Society in the processing of personal data:

  • publishes or otherwise provides unrestricted access to this Policy;
  • informs the personal data subjects or their representatives about the availability of personal data related to the relevant subjects in accordance with the established procedure, provides an opportunity to get acquainted with these personal data when applying for and (or) receiving requests from the said subjects of personal data or their representatives, unless otherwise established by law Russian Federation;
  • terminates processing and destroys personal data in cases stipulated by the legislation of the Russian Federation in the field of personal data;
  • commits other acts provided for by the legislation of the Russian Federation in the field of personal data.

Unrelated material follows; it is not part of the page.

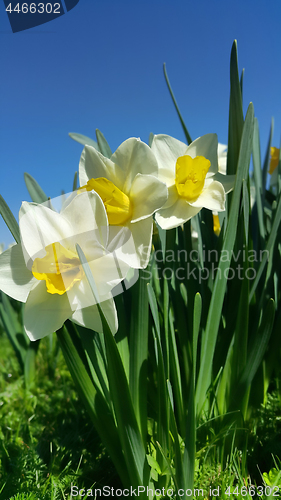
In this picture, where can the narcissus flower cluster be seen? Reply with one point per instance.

5.2. Processing of personal data in the Company is carried out with the consent of the subject of personal data to process his personal data, unless otherwise provided by the legislation of the Russian Federation in the field of personal data.
5.3. The Company collects, records, systemizes, accumulates, stores, updates (updates, changes), extracts, uses, transfers (distributes, provides, accesses), impersonates, blocks, deletes and destroys personal data.
5.4. Processing of personal data in the Company is carried out in the following ways:

  • without the use of computer facilities (manual processing of personal data);
  • automated processing of personal data with the transfer of information received through information and telecommunications networks or without it.

  1. ACTUALIZATION, CORRECTION, DELETION AND DESTRUCTION OF PERSONAL DATA, ANSWERS TO THE REQUESTS OF SUBJECTS TO ACCESS PERSONAL DATA

6.1. In the event that the subject provides personal data about incomplete, obsolete, unreliable or illegally obtained personal data, the Company must make the necessary changes, destroy or block them, and notify the subject of personal data about their actions.
6.2. In the case of confirmation of the fact of inaccuracy of personal data, personal data are subject to their updating by the operator, or the processing of such data should be terminated if it is illegitimate.
6.3. When personal data processing purposes are reached, as well as in case of expiration of the consent to process personal data or the subject of personal data withdraws consent to their processing, personal data shall be destroyed if:

  • оther is not provided by the contract, the party to which the beneficiary or guarantor is the subject of personal data;
  • the operator is not entitled to process personal data without the consent of the subject on the grounds provided for by the Federal Law “On Personal Data” or other federal laws;
  • other is not stipulated by other agreement between the operator and the subject of personal data.

6.4. The operator is obliged to inform the subject of personal data or his representative about the processing of personal data of such a subject carried out by him at the request of the latter.